Je n’ai pas écouté. Je n’ai pas répondu. Johnson a fait son rapport à Jelly, qui a juré. Il faut bien me comprendre : je ne cherchais pas à décrocher une médaille. C’est le boulot de l’adjoint du chef de groupe de récupérer un gars en difficulté. C’est lui le chasseur, le dernier à rentrer au bercail, celui qu’on peut sacrifier. Les chefs de groupe ont bien assez de boulot de leur côté. Vous avez déjà compris, en fait, que l’adjoint au chef de groupe ne sert à rien aussi longtemps que ce dernier est vivant. Quant à être sacrifié, j’avais l’impression de l’être déjà, comme jamais auparavant, parce que je percevais la plus douce chanson de l’univers, celle de la balise du vaisseau de récupération, la chanson du rappel. La balise est une fusée-robot qui précède l’arrivée du vaisseau, une sorte de fléchette à musique, si vous voulez, qui se plante dans le sol et qui se met aussitôt à diffuser son gentil programme. Le vaisseau arrive immanquablement trois minutes après et, à ce moment-là, vous avez intérêt à être prêt parce que c’est le genre de bus qui n’attend pas à l’arrêt. Et il n’y a pas de service supplémentaire.

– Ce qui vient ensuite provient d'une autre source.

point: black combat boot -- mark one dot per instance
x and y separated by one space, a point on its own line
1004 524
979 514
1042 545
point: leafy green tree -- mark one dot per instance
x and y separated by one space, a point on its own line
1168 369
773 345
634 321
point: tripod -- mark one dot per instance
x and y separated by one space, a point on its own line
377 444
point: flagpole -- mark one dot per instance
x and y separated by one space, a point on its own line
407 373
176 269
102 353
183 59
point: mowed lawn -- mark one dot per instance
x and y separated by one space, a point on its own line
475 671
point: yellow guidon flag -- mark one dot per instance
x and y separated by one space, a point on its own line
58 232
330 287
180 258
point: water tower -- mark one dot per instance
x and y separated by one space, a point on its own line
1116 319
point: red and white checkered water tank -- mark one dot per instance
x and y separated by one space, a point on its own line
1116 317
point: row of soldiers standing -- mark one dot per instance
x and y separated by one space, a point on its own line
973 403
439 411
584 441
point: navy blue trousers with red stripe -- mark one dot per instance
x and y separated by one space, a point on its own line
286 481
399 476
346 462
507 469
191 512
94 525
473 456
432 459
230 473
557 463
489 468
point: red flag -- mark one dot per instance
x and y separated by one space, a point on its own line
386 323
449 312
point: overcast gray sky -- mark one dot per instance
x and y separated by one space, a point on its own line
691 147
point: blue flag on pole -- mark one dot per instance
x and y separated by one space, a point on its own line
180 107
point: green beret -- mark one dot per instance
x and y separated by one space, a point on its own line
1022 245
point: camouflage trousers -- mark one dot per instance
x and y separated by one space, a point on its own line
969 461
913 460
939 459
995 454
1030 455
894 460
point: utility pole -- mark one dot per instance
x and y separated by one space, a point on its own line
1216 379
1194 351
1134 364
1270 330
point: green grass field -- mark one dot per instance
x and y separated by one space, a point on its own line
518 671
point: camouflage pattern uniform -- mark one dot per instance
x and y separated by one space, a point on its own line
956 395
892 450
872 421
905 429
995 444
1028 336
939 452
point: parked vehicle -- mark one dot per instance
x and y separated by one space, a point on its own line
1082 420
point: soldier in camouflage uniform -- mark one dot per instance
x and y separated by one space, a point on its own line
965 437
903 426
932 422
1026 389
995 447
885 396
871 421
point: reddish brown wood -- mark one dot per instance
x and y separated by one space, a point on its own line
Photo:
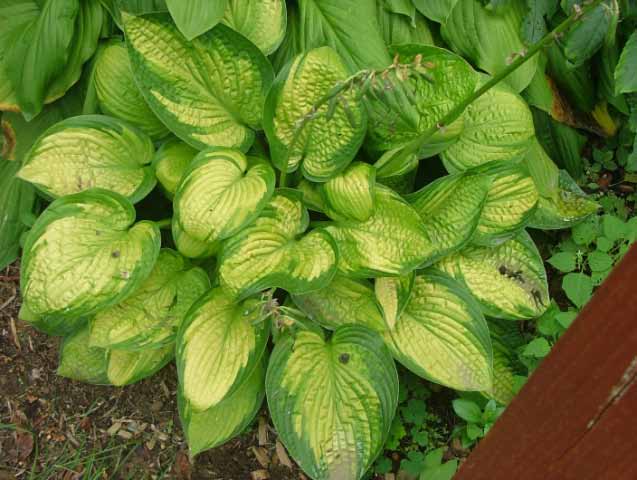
576 418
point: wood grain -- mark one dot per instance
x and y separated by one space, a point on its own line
576 418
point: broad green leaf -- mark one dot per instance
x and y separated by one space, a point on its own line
344 301
510 204
562 143
135 7
468 410
225 420
442 335
84 254
39 50
587 35
348 26
503 389
508 281
219 345
393 295
351 194
91 151
15 16
263 22
402 110
274 252
564 261
490 38
88 28
393 241
332 401
436 10
614 228
53 326
537 348
16 199
125 367
600 261
321 143
117 93
567 207
171 162
150 317
506 339
545 174
79 361
451 208
221 192
578 288
194 17
497 126
208 92
626 71
398 28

Pourtant, on ne laisse jamais tomber un autre fantassin. Jamais, aussi longtemps qu’il subsiste une chance qu’il soit encore en vie. Jamais chez les Têtes Dures de Rasczak. Ni dans aucune autre unité d’infanterie mobile. Quand un type est blessé, on essaie toujours de le ramener.
— Remuez-vous, les gars ! Au pas de course ! Rabattez-vous sur le périmètre de rembarquement !
Et la douce voix de la balise continuait :
— A la gloire éternelle de l’infanterie, que brille à jamais le nom de Rodger Young !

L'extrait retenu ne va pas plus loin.